In 1873, he was elected a justice of the Supreme Court of New York. He was reelected in 1887 and served on the bench for twenty-eight years until December 31, 1901. After his retirement, a dinner was given in his honor at Delmonico's and hosted by John Edward Parsons, president of the Bar Association. From 1911 until his death, he served as the official Referee of the Supreme Court.

===Society life===
Lawrence was a member of the Union Club, the Century Club and the Manhattan Club. In addition to membership in the Society of Colonial Wars, serving as Chancellor in 1895, and the American Rifle Association, he served two terms as president the 25th President of the Saint Nicholas Society of the City of New York from 1882 to 1883, succeeding Edward Floyd DeLancey.
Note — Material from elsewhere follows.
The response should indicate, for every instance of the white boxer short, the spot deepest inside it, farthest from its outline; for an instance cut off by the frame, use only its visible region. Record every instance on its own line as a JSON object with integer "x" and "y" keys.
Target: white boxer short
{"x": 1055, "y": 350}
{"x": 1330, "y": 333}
He previously served as fourth vice-president in 1878, second vice-president in 1879, and first vice-president from 1880 to 1881.

==Personal life==
In 1860, Lawrence was married to Elizabeth "Eliza" Williams Miner (1838–1915). Eliza was the only daughter of Dr. William Miner and Julia Caroline (née Williams) Miner. Together, Eliza and Abraham were the parents of:

- William Miner Lawrence (1861–1935), a member of the New York State Assembly in 1891 who married Lavinia Oliver (1869–1916).
- Ruth Woodhull Lawrence (1866–1956), who did not marry and who was a founder of the National Society of Colonial Dames in New York in 1893.

Lawrence died at his home, 69 Washington Place in New York City, on February 14, 1917. He was buried at the Lawrence Family Cemetery, on 20th Road and 35th Street, in Astoria, Queens.

===Descendants===
Through his son William, he was the grandfather of Oliver P. Lawrence (1892–1975), a U.S. Navy veteran, Clement Lawrence, who died young, and Ruth Lawrence (1902–1992), who married Stuart M. Briggs, son of G. Loring Briggs, in 1926. Ruth, who graduated from Wellesley College in 1925, was one of only five non-family members to inherit from Hetty Green, through her mentorship relationship with Green's son, Edward Howland Robinson Green.